Postbellum Activities

In 1865, an impoverished Pryor moved to New York City, invited by friends he had known before the war. He eventually established a law firm with the politician Benjamin F. Butler of Boston. Butler had been a Union general who was widely known and hated in the South. Pryor became active in Democratic politics in New York.

Pryor brought his family from Virginia to New York in 1868, and they settled in Brooklyn Heights. They struggled with poverty for years but gradually began to get re-established.

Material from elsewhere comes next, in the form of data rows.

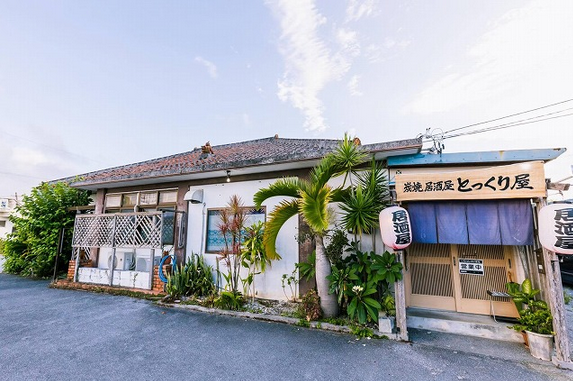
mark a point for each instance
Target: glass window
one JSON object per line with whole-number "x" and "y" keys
{"x": 168, "y": 197}
{"x": 129, "y": 199}
{"x": 148, "y": 198}
{"x": 113, "y": 201}
{"x": 215, "y": 241}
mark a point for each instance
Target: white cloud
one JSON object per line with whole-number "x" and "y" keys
{"x": 210, "y": 66}
{"x": 310, "y": 63}
{"x": 348, "y": 40}
{"x": 357, "y": 9}
{"x": 246, "y": 119}
{"x": 24, "y": 157}
{"x": 353, "y": 86}
{"x": 526, "y": 49}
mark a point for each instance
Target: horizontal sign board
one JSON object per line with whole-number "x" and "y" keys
{"x": 471, "y": 266}
{"x": 522, "y": 180}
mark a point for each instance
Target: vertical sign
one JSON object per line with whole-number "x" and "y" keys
{"x": 556, "y": 228}
{"x": 395, "y": 227}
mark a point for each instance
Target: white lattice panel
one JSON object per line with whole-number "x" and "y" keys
{"x": 137, "y": 230}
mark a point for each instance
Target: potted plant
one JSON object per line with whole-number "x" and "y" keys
{"x": 387, "y": 314}
{"x": 534, "y": 318}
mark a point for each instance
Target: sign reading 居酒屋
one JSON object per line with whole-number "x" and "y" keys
{"x": 523, "y": 180}
{"x": 556, "y": 228}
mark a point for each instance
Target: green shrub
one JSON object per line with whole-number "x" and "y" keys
{"x": 191, "y": 279}
{"x": 534, "y": 315}
{"x": 361, "y": 331}
{"x": 31, "y": 249}
{"x": 363, "y": 282}
{"x": 310, "y": 306}
{"x": 229, "y": 300}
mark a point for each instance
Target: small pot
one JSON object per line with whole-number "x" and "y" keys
{"x": 540, "y": 345}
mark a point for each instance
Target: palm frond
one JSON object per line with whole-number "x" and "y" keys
{"x": 277, "y": 218}
{"x": 375, "y": 182}
{"x": 339, "y": 194}
{"x": 314, "y": 208}
{"x": 347, "y": 156}
{"x": 288, "y": 186}
{"x": 323, "y": 171}
{"x": 360, "y": 211}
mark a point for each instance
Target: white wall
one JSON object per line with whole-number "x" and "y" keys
{"x": 217, "y": 196}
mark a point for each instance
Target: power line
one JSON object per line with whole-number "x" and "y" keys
{"x": 18, "y": 174}
{"x": 502, "y": 126}
{"x": 508, "y": 116}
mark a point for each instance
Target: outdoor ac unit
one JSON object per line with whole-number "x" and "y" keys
{"x": 124, "y": 260}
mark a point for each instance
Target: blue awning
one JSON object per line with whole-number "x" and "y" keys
{"x": 491, "y": 222}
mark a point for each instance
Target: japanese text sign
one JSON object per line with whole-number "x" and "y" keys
{"x": 523, "y": 180}
{"x": 395, "y": 227}
{"x": 556, "y": 228}
{"x": 471, "y": 266}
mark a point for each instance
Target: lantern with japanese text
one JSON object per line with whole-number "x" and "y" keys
{"x": 556, "y": 228}
{"x": 395, "y": 227}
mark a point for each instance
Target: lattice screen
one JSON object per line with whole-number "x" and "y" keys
{"x": 133, "y": 230}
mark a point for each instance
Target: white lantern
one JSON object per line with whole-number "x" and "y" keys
{"x": 556, "y": 228}
{"x": 395, "y": 227}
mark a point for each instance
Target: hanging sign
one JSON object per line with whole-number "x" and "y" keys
{"x": 471, "y": 266}
{"x": 556, "y": 228}
{"x": 395, "y": 227}
{"x": 522, "y": 180}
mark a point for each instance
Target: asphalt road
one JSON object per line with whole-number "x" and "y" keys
{"x": 50, "y": 334}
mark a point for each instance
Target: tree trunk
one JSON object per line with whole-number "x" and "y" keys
{"x": 328, "y": 302}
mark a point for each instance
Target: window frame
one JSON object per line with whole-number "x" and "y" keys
{"x": 252, "y": 210}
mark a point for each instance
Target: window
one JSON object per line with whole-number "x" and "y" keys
{"x": 215, "y": 241}
{"x": 146, "y": 200}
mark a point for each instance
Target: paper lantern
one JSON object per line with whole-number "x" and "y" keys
{"x": 556, "y": 228}
{"x": 395, "y": 227}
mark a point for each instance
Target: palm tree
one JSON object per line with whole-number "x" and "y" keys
{"x": 362, "y": 206}
{"x": 310, "y": 197}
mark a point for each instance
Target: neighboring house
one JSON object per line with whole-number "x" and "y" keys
{"x": 172, "y": 204}
{"x": 7, "y": 206}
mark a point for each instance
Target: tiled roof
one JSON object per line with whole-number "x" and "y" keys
{"x": 258, "y": 152}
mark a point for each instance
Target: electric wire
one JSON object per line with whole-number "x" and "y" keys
{"x": 508, "y": 116}
{"x": 534, "y": 119}
{"x": 507, "y": 125}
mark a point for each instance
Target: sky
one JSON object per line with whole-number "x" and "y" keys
{"x": 87, "y": 85}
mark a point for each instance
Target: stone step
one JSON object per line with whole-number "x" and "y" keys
{"x": 461, "y": 324}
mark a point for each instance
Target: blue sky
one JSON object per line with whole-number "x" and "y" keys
{"x": 86, "y": 85}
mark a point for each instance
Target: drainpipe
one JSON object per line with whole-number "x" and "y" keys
{"x": 112, "y": 250}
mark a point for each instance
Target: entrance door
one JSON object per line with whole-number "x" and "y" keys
{"x": 457, "y": 277}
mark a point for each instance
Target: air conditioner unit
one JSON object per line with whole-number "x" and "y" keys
{"x": 124, "y": 260}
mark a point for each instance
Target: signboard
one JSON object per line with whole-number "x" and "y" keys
{"x": 522, "y": 180}
{"x": 471, "y": 266}
{"x": 556, "y": 228}
{"x": 395, "y": 227}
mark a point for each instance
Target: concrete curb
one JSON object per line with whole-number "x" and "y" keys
{"x": 267, "y": 318}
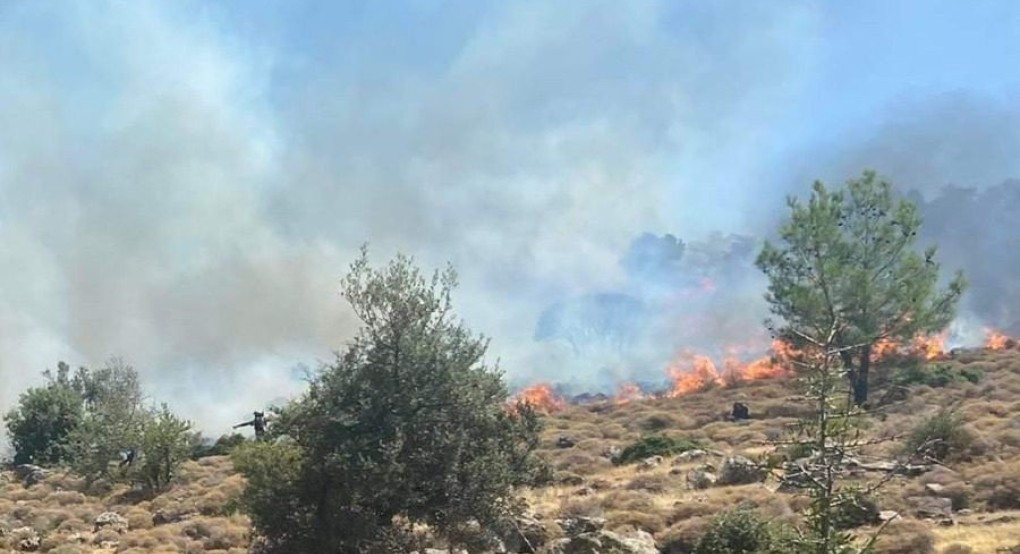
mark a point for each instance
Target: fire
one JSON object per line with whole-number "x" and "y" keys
{"x": 930, "y": 348}
{"x": 542, "y": 398}
{"x": 996, "y": 340}
{"x": 696, "y": 372}
{"x": 626, "y": 393}
{"x": 883, "y": 348}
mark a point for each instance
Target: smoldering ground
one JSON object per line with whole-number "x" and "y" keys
{"x": 184, "y": 186}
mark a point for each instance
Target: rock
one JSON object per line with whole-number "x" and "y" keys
{"x": 650, "y": 462}
{"x": 30, "y": 544}
{"x": 887, "y": 515}
{"x": 112, "y": 520}
{"x": 690, "y": 456}
{"x": 30, "y": 474}
{"x": 740, "y": 470}
{"x": 934, "y": 508}
{"x": 580, "y": 524}
{"x": 523, "y": 534}
{"x": 699, "y": 480}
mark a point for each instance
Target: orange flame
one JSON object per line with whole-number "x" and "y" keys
{"x": 626, "y": 393}
{"x": 542, "y": 398}
{"x": 696, "y": 372}
{"x": 883, "y": 348}
{"x": 996, "y": 340}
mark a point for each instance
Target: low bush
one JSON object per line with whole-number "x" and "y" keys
{"x": 740, "y": 532}
{"x": 939, "y": 437}
{"x": 936, "y": 376}
{"x": 655, "y": 445}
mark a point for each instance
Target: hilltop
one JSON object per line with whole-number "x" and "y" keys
{"x": 981, "y": 481}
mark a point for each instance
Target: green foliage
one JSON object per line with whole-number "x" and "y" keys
{"x": 114, "y": 419}
{"x": 854, "y": 509}
{"x": 165, "y": 445}
{"x": 936, "y": 375}
{"x": 741, "y": 532}
{"x": 408, "y": 422}
{"x": 655, "y": 445}
{"x": 849, "y": 256}
{"x": 275, "y": 496}
{"x": 90, "y": 420}
{"x": 45, "y": 416}
{"x": 939, "y": 437}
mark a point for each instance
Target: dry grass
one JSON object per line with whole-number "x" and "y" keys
{"x": 62, "y": 514}
{"x": 984, "y": 481}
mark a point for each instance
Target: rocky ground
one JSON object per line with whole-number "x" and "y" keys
{"x": 658, "y": 504}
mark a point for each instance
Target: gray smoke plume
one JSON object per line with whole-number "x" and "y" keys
{"x": 183, "y": 185}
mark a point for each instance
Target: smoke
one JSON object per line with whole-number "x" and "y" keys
{"x": 183, "y": 186}
{"x": 957, "y": 155}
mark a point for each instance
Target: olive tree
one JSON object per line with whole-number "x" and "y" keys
{"x": 408, "y": 425}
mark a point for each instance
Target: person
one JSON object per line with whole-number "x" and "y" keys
{"x": 258, "y": 422}
{"x": 129, "y": 457}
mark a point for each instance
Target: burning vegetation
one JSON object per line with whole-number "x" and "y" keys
{"x": 692, "y": 372}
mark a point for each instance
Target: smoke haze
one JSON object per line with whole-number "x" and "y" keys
{"x": 184, "y": 185}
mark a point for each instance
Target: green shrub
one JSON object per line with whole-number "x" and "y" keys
{"x": 939, "y": 437}
{"x": 855, "y": 510}
{"x": 740, "y": 532}
{"x": 222, "y": 446}
{"x": 655, "y": 445}
{"x": 935, "y": 375}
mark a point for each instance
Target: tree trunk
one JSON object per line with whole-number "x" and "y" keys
{"x": 860, "y": 378}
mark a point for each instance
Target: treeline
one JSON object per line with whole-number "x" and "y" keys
{"x": 98, "y": 423}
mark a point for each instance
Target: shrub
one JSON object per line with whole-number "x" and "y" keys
{"x": 937, "y": 375}
{"x": 45, "y": 416}
{"x": 408, "y": 423}
{"x": 856, "y": 510}
{"x": 999, "y": 486}
{"x": 906, "y": 538}
{"x": 164, "y": 447}
{"x": 655, "y": 445}
{"x": 738, "y": 532}
{"x": 940, "y": 437}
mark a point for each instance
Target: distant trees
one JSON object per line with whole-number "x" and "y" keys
{"x": 407, "y": 426}
{"x": 848, "y": 259}
{"x": 92, "y": 420}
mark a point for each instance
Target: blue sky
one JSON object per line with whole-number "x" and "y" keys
{"x": 183, "y": 183}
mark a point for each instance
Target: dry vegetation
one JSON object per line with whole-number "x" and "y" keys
{"x": 194, "y": 516}
{"x": 982, "y": 481}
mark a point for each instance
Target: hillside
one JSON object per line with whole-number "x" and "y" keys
{"x": 982, "y": 483}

Pryor learned to operate in New York Democratic Party politics, where he was prominent among influential southerners who became known as "Confederate carpetbaggers." Eventually he gave speeches saying that he was glad that the nation had reunited and that the South had lost. Pryor was elected as a delegate to the Democratic National Convention in 1876, a year before the federal government pulled its last military forces out of the South and ended Reconstruction.

Chosen by the Democratic Party for the important Decoration Day address in 1877, after the national compromise that resulted in the federal government pulling its troops out of the South, Pryor vilified Reconstruction and promoted the Lost Cause. He referred to all the soldiers as noble victims of politicians, although he had been one who gave fiery speeches in favor of secession and war. Historian David W. Blight has written that Pryor was one of a number of influential politicians who shaped the story of the war as excluding the issue of slavery; in the following years, the increasing reconciliation between the North and South was based on excluding freedmen and the issues of race.

In 1890, Pryor was appointed as judge of the New York Court of Common Pleas, where he served until 1894. He was next appointed as justice of the New York Supreme Court, serving from 1894 to 1899, when he retired.

In December 1890, Pryor joined the New York chapter of the new heritage/lineage organization, Sons of the American Revolution (SAR), for male descendants of participants in the war. When admitted, he and his documented ancestors were all entered under his membership number of 4043. Annoyed at being excluded from the men's club, Sara Agnes Rice Pryor and other women founded chapters of the Daughters of the American Revolution, setting up their own lineage society to recognize women's contributions and organize for historic preservation and education.

In retirement, Pryor was appointed on April 10, 1912 as official referee by the appellate division of the State Supreme Court. He served until his death seven years later in New York City. He was buried in Princeton Cemetery, in Princeton, New Jersey., where his wife and their sons Theodorick and William had already been buried.